Dewa tersenyum."Iya, Tante. Chica memang sudah tidak enak badan sejak semalam. Ca, kita ke dokter aja ya."
"Loh, beneran kamu sakit?" Hilda memegang kening Chica.
"Iya, Hilda. Ya sudah aku antar Chica, ya, Tante." Dewa menggenggam tangan Chica dan membawanya pergi. Sementara orang-orang di sana hanya bisa mematung di tempat dengan bingung.
Dewa menarik Chica keluar dengan cepat. Sementara itu Chica masih emosi dengan kejadian antara Maya dan Dewa.
“Lepas, Kak!" Chica menepis tangan Dewa dengan kasar. Matanya terasa panas dan merah. Ia menatap Dewa dengan penuh kemarahan dan kebencian.
Dewa menatap Chica dengan bingung."Kamu kenapa, sayang?"
"Kakak jahat." Chica meneteskan air matanya yang sedari tadi berusaha ia tahan.
Dewa melihat sekeliling dengan panik. Ia membawa Chica ke mobilnya. Di dalam mobil, Dewa langsung memeluk Chica."Sayang..., Kamu kenapa?"
"Sebenarnya Kakak sayang enggak, sih denganku? Atau cuma sebagai pelampiasan kakak aja?" Hati Chica terasa perih. Baru saja ia menyerahkan segala miliknya pada Dewa, tapi sekarang ia harus merasakan sakit hati, lantaran merasa dipermainkan.
Dewa menggeleng."Enggak, sayang. Aku beneran sayang sama kamu. Kenapa tiba-tiba kok jadi begini?"
"Kakak di dalam cuekin aku. Kakak malah ngobrol sama Maya!" ucap Chica kesal.
Dewa tersenyum, ia berusaha mengerti bahwa wanita yang ia sayangi ini tengah cemburu. Itu kabar baik, artinya Chica mencintainya bukan."Ca, kamu sayang sama kakak?”
Chica mengangguk. Ia tak bisa membohongi dirinya sendiri bahwa ia juga mencintai Dewa. ia sering memikirkan kakaknya itu saat pertama kali Dewa berusaha mencium dan menyentuhnya pada bagian sensitif. Malam-malamnya diselimuti wajah Dewa, dan ia pernah memimpikan bercinta dengan pria itu."Aku sayang sama kakak. Tapi, kita ini sepupu, Kak."
"Mama kamu adalah sepupu Mamaku. Cukup jauh. Ca, aku sayang sama kamu." Dewa menangkup wajah Chica dan menatap matanya lekat."Kita pacaran, ya? nanti perlahan kita beri tahu pada orangtua kita, tentang hubungan ini."
Chica tersenyum lega."Kita pacaran? Aku dengan kakak? Kita...?”
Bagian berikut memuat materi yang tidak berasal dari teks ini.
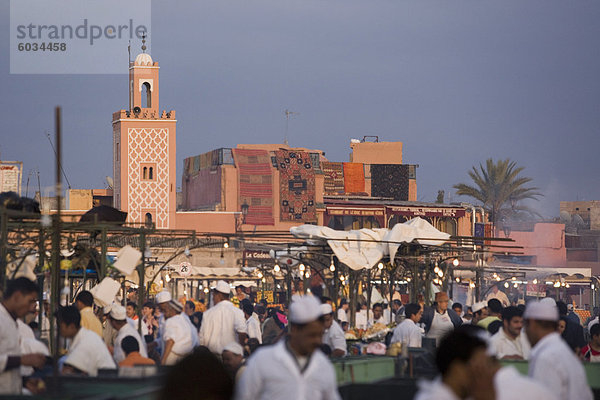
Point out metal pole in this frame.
[48,107,62,387]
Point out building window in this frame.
[142,82,152,108]
[140,163,156,181]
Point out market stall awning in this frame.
[290,217,450,270]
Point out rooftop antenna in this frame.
[283,108,300,146]
[46,131,71,189]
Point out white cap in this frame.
[223,342,244,356]
[215,281,231,294]
[290,296,323,324]
[471,301,487,312]
[321,303,333,315]
[155,290,173,304]
[540,297,556,307]
[110,304,127,321]
[523,301,558,321]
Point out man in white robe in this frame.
[235,296,340,400]
[0,277,46,394]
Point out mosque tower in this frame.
[112,36,177,229]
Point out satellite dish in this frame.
[560,211,571,224]
[573,214,585,227]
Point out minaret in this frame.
[112,35,177,229]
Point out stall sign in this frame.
[256,290,274,304]
[177,261,192,277]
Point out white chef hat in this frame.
[110,304,127,321]
[471,301,487,313]
[540,297,556,307]
[102,303,115,315]
[223,342,244,356]
[290,296,323,324]
[321,303,333,315]
[523,301,558,321]
[155,290,173,304]
[215,281,231,294]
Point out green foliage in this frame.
[454,158,542,226]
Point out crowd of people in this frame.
[0,278,600,400]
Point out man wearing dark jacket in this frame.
[421,292,462,344]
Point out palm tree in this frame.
[454,158,542,233]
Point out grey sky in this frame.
[0,0,600,219]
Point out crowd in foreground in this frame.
[0,278,600,400]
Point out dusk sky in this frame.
[0,0,600,216]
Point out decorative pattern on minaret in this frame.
[127,128,169,229]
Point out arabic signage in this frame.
[327,207,385,217]
[387,206,465,217]
[0,162,21,195]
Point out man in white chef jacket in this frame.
[198,281,248,357]
[57,306,117,376]
[235,296,340,400]
[156,291,198,365]
[523,301,593,400]
[108,304,148,365]
[321,303,348,358]
[391,303,423,347]
[0,277,46,394]
[490,306,531,360]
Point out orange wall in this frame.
[175,211,236,233]
[509,223,567,267]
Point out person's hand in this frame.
[21,353,46,368]
[469,350,498,400]
[25,378,46,394]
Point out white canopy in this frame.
[290,217,450,270]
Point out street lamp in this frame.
[241,200,250,224]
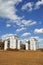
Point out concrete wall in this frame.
[4,36,20,50]
[4,40,8,50]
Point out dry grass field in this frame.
[0,51,43,65]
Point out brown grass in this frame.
[0,51,43,65]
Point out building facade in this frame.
[2,35,21,50]
[26,38,39,50]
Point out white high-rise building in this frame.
[26,38,39,50]
[2,34,21,50]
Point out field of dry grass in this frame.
[0,51,43,65]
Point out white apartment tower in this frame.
[2,34,21,50]
[26,38,39,50]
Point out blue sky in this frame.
[0,0,43,47]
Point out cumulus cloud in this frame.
[21,32,31,37]
[34,28,43,33]
[35,0,43,9]
[21,0,43,11]
[22,2,33,11]
[6,23,11,27]
[16,28,26,32]
[0,0,22,20]
[22,20,37,26]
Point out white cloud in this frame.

Dewa mengangguk."Iya, Sayang. Sejak dulu aku panggil kamu sayang, kan? Itu karena sejak lama juga aku sayang sama kamu. Jadi, kamu mau jadi pacar kakak?"
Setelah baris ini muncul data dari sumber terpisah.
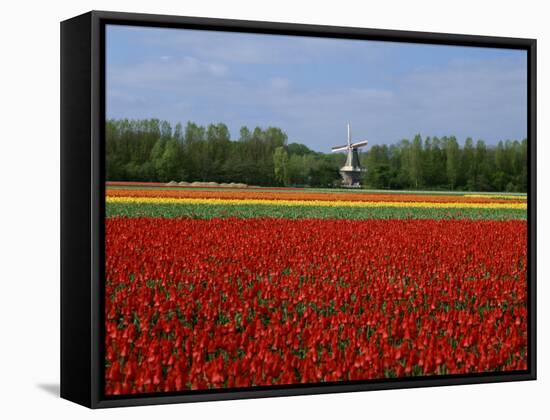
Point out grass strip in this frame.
[106,203,527,220]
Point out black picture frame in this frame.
[61,11,536,408]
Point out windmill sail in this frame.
[332,123,368,188]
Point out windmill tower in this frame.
[332,123,368,188]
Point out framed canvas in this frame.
[61,11,536,408]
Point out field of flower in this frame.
[105,185,527,395]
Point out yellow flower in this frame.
[106,196,527,210]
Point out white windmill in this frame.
[332,123,369,188]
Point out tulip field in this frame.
[104,183,527,395]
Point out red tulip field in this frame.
[104,185,527,395]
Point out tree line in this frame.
[105,119,527,191]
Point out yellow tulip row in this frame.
[106,196,527,210]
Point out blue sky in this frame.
[106,25,527,152]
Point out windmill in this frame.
[332,123,368,188]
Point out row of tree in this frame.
[105,119,527,191]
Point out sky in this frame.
[106,25,527,152]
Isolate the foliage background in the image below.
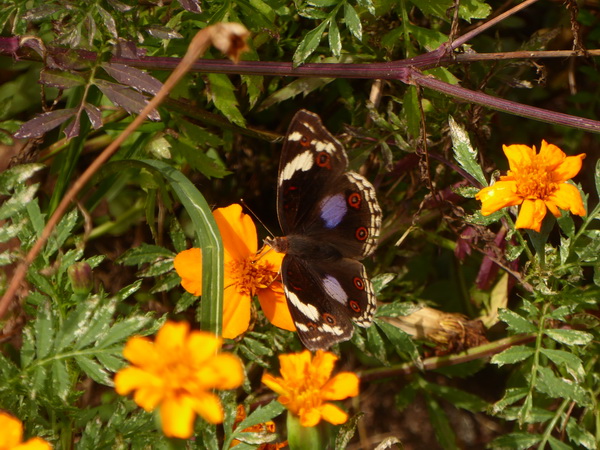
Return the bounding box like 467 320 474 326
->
0 0 600 448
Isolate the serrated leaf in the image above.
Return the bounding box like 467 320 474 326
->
491 432 542 450
96 313 160 348
40 69 85 89
94 80 160 121
535 367 591 406
540 348 585 380
50 359 71 400
33 303 54 359
96 350 126 372
490 345 535 367
292 20 328 67
54 297 100 353
448 116 488 186
75 355 114 386
328 20 342 56
83 102 102 130
207 73 246 128
371 319 422 366
344 3 362 41
544 330 594 345
0 164 46 195
498 309 537 333
73 300 117 350
116 243 175 266
13 108 78 139
101 62 162 95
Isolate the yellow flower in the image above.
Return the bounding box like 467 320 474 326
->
229 405 288 450
475 141 585 232
174 204 296 339
262 350 358 427
0 411 52 450
115 322 244 438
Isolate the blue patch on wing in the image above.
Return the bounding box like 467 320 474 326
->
321 194 348 228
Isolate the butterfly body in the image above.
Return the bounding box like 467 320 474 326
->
267 110 381 350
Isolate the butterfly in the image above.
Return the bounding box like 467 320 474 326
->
265 110 381 350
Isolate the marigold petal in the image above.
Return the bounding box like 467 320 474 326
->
261 373 287 395
197 353 244 389
502 144 535 170
552 153 586 183
154 321 190 357
320 403 348 425
186 331 223 366
223 286 251 339
515 199 546 233
311 350 338 386
546 183 586 217
298 408 321 428
192 392 225 424
321 372 359 400
0 411 23 448
173 248 202 296
160 396 196 439
537 140 567 171
258 281 296 331
475 181 523 216
123 336 159 367
12 437 52 450
213 203 257 259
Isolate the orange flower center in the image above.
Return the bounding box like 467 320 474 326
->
508 158 558 200
228 259 278 296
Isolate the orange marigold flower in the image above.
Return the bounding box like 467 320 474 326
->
115 322 244 438
262 350 358 427
174 204 296 339
475 141 586 232
229 405 288 450
0 411 52 450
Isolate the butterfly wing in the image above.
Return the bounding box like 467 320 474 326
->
281 255 376 350
277 110 348 235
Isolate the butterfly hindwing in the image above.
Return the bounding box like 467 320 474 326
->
266 111 381 350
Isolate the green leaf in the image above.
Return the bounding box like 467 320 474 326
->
329 20 342 57
207 73 246 128
490 345 535 367
425 383 488 413
544 330 594 345
96 312 158 348
540 348 585 381
535 367 592 406
50 360 72 400
75 355 114 386
138 160 224 335
369 319 422 366
491 432 542 450
116 242 175 266
0 184 39 220
34 303 54 359
292 20 329 67
498 309 537 333
448 116 488 186
0 164 46 195
344 3 362 41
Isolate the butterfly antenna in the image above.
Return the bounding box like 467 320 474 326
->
240 198 275 237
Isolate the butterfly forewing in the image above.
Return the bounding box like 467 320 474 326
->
268 111 381 350
277 110 348 234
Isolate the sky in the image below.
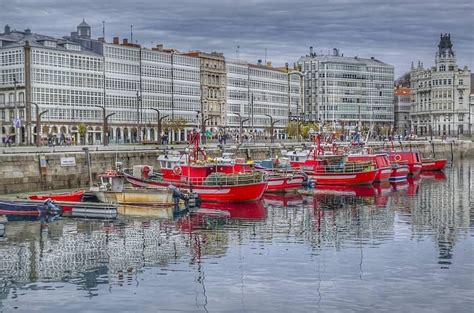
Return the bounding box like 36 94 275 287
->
0 0 474 78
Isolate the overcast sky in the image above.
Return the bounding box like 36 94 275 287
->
0 0 474 78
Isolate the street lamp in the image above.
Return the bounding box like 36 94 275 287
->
148 108 169 145
201 116 212 144
13 75 21 145
94 105 115 146
135 90 142 141
31 102 48 147
288 71 304 119
232 112 250 144
263 114 280 143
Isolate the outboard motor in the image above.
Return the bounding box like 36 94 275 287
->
168 184 201 209
44 199 61 215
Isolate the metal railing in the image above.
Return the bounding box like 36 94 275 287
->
303 161 376 173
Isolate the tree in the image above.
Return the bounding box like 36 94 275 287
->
301 123 319 138
78 123 87 144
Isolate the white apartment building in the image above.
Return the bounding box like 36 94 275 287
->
410 34 471 136
226 60 302 138
0 21 201 145
0 26 104 144
393 86 411 136
298 47 394 129
67 22 201 143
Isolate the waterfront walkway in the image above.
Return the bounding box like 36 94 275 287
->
0 139 466 154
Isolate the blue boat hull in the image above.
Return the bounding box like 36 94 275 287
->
0 200 59 216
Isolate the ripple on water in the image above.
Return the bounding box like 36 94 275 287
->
0 161 474 312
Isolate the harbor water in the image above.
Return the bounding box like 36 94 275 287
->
0 160 474 313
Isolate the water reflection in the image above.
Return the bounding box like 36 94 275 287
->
0 161 474 312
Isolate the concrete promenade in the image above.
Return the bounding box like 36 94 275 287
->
0 140 474 194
Chica mengangguk yakin dan kemudian berlabuh dalam pelukan Dewa. Meskipun tadi sempat diliputi rasa cemburu, sekarang ia merasa senang karena ia dan Dewa telah resmi berpacaran."Kakak, jangan tinggalin aku.”
Dewa mengangguk lega."Iya, sayang. Maafin yang tadi, ya. Aku dan Maya hanya membicarakan masalah pekerjaan. Jangan marah, karena kakak sayang sekali sama kamu, Ca. Sayang...sekali."
Chica mengangguk.
"Kita enggak usah masuk lagi. Kita ke tempat lain aja, ya, " kata Dewa sambil menyalakan mobilnya.
Chica bersorak senang."Iya, Kak. Di dalam tidak menyenangkan. Tapi, kita kemana, Kak?"
Dewa mengerlingkan matanya. "Ke tempat dimana...hanya ada kamu dan aku."
Chica merinding mendengarkan nada suara lelaki itu. Mobil melaju melewati beberapa tempat yang ramai. Chica membuang pandangannya ke arah jalanan, menikmati pemandangan yang semakin lama semakin indah karena Dewa benar-benar membawanya pergi jauh. Chica merasa lelah karena tadi menghabiskan tenaganya untuk menangi, sekarang ia terlihat menguap dan tertidur pulas. Dewa tersenyum saja saat melihat kekasihnya itu memejamkan mata. Wajah cantiknya membuatnya tak sabar ingin segera sampai ke tujuan.